Getting Started With Digital Products
- Start with your babysitter onboarding checklist. You already use something like this—just formalize it, make it look polished, and sell it. This takes 3–5 hours and requires minimal technical skill.
- Create your activity ideas bundle next. List activities from your real experience and organize by age. This requires 6–8 hours but draws directly on what you already know.
- Once you have 2–3 products selling, create a course. Courses take more time upfront (15–20 hours) but generate higher revenue per sale.
- Choose one platform to start: Etsy for reach, Gumroad for simplicity, or your own website for control and higher margins.
- Price your first product conservatively ($7–$12), launch it, and gather feedback. Raise prices after 20–30 sales if demand is strong.
- Cross-promote your products to your existing clients. Parents who hire you trust your judgment and become your best customers.
Pricing Your Digital Products
Price digital products in the $5–$25 range for this market.
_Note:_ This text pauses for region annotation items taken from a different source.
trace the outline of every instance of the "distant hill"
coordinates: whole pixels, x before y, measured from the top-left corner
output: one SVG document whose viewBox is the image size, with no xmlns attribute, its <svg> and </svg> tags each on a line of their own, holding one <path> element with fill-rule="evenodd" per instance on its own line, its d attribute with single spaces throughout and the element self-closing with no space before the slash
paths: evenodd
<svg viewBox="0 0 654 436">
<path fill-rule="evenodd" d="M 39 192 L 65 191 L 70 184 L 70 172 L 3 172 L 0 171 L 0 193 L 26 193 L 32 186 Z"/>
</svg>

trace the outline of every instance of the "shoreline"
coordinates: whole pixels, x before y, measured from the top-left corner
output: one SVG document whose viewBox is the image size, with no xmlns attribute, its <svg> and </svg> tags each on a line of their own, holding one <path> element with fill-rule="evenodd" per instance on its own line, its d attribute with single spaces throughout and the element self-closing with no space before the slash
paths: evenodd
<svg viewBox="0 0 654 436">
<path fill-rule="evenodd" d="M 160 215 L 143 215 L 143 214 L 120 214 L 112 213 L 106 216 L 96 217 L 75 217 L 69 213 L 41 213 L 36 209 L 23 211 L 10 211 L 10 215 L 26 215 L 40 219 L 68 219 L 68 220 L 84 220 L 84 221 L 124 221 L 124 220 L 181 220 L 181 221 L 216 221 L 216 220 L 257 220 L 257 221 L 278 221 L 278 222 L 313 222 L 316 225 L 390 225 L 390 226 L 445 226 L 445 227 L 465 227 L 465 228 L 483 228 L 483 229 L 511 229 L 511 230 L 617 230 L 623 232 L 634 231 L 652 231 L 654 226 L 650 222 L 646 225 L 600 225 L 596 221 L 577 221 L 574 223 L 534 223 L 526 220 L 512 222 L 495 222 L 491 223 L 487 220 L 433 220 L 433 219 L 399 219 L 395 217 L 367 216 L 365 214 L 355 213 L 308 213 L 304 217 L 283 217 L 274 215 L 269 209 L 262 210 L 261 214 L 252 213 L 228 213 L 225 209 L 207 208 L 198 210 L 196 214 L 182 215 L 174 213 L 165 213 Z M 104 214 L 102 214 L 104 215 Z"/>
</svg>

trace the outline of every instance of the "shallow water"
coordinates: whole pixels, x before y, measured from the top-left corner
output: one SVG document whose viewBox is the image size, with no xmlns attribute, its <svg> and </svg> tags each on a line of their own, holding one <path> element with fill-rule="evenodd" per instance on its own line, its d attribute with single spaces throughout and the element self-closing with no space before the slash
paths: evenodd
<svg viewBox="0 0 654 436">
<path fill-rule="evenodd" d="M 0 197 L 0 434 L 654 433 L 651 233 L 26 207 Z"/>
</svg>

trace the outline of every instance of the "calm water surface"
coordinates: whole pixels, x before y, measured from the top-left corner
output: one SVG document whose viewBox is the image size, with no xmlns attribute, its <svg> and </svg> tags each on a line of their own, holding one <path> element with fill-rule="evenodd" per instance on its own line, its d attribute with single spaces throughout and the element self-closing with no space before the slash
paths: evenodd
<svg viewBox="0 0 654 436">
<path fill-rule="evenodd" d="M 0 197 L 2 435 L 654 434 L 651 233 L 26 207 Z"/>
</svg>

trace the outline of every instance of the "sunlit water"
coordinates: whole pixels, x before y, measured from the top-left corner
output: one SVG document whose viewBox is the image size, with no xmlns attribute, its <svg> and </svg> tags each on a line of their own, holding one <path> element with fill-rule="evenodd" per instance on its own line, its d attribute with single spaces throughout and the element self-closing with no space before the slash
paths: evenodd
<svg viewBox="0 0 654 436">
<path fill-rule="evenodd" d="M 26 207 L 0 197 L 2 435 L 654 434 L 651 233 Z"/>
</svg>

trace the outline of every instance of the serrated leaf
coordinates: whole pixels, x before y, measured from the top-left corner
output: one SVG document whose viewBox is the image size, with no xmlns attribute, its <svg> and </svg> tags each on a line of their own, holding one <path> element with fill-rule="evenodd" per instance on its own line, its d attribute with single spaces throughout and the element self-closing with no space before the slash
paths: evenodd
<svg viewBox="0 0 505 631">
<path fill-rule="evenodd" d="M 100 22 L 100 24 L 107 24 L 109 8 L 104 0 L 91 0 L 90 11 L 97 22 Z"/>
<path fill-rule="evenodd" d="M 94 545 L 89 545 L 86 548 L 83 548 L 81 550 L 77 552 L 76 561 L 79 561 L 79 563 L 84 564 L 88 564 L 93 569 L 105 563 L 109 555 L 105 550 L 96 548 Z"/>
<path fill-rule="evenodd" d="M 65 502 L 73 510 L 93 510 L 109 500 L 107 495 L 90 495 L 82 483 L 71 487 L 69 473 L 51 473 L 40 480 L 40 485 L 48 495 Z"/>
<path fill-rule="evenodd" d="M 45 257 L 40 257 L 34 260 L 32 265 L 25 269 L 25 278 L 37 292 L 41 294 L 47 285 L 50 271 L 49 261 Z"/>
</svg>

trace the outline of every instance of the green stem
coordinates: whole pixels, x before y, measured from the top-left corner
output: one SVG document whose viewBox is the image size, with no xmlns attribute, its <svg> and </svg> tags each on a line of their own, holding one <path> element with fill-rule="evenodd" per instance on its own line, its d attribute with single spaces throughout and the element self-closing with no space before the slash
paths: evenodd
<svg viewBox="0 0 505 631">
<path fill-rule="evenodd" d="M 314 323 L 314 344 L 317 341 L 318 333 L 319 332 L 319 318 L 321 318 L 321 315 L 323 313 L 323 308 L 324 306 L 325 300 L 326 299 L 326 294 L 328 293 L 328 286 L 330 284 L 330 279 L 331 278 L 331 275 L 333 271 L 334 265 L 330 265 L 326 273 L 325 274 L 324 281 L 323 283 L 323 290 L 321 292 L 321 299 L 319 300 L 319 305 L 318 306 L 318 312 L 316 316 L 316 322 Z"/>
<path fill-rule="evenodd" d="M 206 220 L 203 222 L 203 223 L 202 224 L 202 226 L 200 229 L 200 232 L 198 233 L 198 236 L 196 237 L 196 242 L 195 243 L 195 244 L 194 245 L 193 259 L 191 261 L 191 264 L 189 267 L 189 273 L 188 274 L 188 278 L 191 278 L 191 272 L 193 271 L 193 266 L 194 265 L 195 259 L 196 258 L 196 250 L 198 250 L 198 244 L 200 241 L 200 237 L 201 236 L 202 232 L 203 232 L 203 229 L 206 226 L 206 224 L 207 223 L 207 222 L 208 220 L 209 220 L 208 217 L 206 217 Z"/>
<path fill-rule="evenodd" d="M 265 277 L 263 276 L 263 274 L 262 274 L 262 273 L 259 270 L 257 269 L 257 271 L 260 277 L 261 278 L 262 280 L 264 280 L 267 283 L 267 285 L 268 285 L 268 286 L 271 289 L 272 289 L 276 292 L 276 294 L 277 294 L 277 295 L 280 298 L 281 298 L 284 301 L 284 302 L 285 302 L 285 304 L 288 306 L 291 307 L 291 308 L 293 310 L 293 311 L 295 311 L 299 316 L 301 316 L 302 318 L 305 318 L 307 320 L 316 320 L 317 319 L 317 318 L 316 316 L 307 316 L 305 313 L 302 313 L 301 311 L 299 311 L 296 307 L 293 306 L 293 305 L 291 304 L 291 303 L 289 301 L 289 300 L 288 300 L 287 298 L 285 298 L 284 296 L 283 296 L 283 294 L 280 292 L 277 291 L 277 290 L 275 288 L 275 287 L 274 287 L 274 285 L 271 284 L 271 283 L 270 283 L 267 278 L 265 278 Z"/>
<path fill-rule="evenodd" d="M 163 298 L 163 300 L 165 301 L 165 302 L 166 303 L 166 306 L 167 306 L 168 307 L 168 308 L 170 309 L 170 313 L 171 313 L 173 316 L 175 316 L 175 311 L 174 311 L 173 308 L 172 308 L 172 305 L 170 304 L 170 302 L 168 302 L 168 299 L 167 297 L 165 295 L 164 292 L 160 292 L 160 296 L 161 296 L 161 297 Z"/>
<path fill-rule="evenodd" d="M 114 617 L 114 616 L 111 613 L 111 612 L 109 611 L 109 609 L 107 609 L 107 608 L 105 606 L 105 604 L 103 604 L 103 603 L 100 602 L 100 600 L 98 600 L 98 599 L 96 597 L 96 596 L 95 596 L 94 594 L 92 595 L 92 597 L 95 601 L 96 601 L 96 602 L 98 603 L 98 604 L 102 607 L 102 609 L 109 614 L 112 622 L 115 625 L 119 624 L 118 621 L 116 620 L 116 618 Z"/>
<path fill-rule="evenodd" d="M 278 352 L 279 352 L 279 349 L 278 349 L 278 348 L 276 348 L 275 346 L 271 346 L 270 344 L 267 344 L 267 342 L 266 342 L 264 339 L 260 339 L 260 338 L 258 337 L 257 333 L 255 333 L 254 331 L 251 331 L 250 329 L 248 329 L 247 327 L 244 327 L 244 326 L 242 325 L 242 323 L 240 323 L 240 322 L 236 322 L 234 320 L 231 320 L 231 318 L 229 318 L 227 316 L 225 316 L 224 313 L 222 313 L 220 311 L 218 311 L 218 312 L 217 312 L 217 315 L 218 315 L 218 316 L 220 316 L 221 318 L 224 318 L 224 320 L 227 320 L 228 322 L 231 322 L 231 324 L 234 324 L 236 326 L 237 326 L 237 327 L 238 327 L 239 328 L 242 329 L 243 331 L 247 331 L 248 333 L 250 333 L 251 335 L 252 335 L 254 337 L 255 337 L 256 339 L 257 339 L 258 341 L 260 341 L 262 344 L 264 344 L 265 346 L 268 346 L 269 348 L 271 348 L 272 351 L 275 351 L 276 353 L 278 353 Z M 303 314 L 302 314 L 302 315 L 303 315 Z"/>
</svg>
Babysitters are a price-conscious audience, and they’re buying to solve a specific problem, not for premium branding. Templates and checklists sell at $5–$15. Guides and bundles work at $10–$20. Courses can be $17–$47. Test at the lower end of the range and raise prices as you get reviews and social proof.
Remember: your goal is volume over time, not a single high-ticket sale. A product that sells 40 copies per month at $12 generates sustainable passive income ($480 monthly). This complements your service income without the ceiling that hourly babysitting creates.